AccueilNéolibéralisme et mobilités internationales : rationalités, subjectivités

Néolibéralisme et mobilités internationales : rationalités, subjectivités

Neoliberalism and international mobilities: rationalities and subjectivities

*  *  *

Publié le mardi 02 février 2016 par Céline Guilleux

Résumé

Depuis plus d'une trentaine d'années, de nombreux gouvernements occidentaux ont fait le choix de suivre une rationalité économique qui tend à s’imposer à l’ensemble du monde. Par conséquent, la plupart des mobilités actuelles s'inscrivent dans ce contexte global néolibéral, entendu comme l'extension des logiques du marché à tous les aspects de la vie. La question qui sous-tend ce séminaire organisé le 31 Mars 2016 est alors celle de l'impact de la rationalité néolibérale sur les parcours de migrations. Comment pouvons-nous retrouver, selon le récit des personnes en situation migratoire et leurs parcours d’expériences, les logiques d'une certaine rationalité néolibérale ? Comment lire les transformations supposées des migrations et des politiques publiques migratoires à l'heure de la gouvernementalité néolibérale ?

Annonce

31 mars et 1er avril 2016 : Journée d’étude suivie d'un Atelier du Réseau Migrations

Organisés à Anis-Gras, Arcueil (Paris)

Accueillis par l’Université Paris 13,  Sorbonne Paris Cité, Experice

Argumentaire

Journée d'étude -  31 mars 2016 - (9h30-17h30)
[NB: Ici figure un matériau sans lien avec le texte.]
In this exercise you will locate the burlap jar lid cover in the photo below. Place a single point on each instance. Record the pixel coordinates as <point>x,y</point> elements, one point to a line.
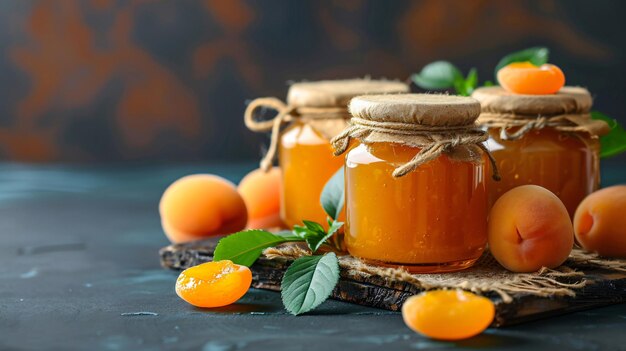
<point>321,104</point>
<point>437,124</point>
<point>566,111</point>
Depuis plus d'une trentaine d'années, de nombreux gouvernements occidentaux ont fait le choix de suivre une rationalité économique qui tend à s’imposer à l’ensemble du monde. Par conséquent, la plupart des mobilités actuelles s'inscrivent dans ce contexte global néolibéral, entendu comme l'extension des logiques du marché à tous les aspects de la vie. 

Tout d'abord, le vocabulaire de la mobilité tend à remplacer dans les sphères politique et économique celui de la migration et peut être perçu comme une tentative de fluidifier les migrations et de les transformer en mouvements circulaires de courte durée. Le migrant est alors celui qui est invité pour remplir une fonction, principalement économique. Les questions de son intégration et des modes du « vivre-ensemble » ne se posent dès lors plus selon les mêmes termes.

Deuxièmement, la rationalité néo-libérale impacte les dispositifs de mobilité de diverses manières. Alors que la mobilité des migrants hautement qualifiés est encouragée et promue dans le cadre de différents programmes (par exemple Erasmus), structures (par exemple la ville globale), régulations (par exemple les facilités d'obtention de visa), la mobilité des « migrants » peu qualifiés est régulée ou freinée, voire criminalisée lorsque la personne en situation migratoire ne possède pas les documents légaux nécessaires à sa migration et présence. Mais la rationalité néo-libérale impacte aussi les motifs de migration, les catégories sociologiques utilisées pour traiter des « migrants » (illégaux, pauvres, expat, etc.), la manière dont la personne en situation migratoire est accueillie dans la société d'accueil, la place qui lui est réservée et ce qu'on attend de lui.

Troisièmement, la gouvernementalité néo-libérale transforme également les espaces de la migration.  De nouveaux espaces voient le jour, comme l'espace européen qui permet la circulation des travailleurs européens. Des espaces d'exception et d'exclusion comme les centres de rétention ou encore les camps de réfugiés émergent également. Les villes et les périphéries dans lesquelles les personnes en situation de migration s'insèrent évoluent pareillement sous le coup des transformations de l'économie.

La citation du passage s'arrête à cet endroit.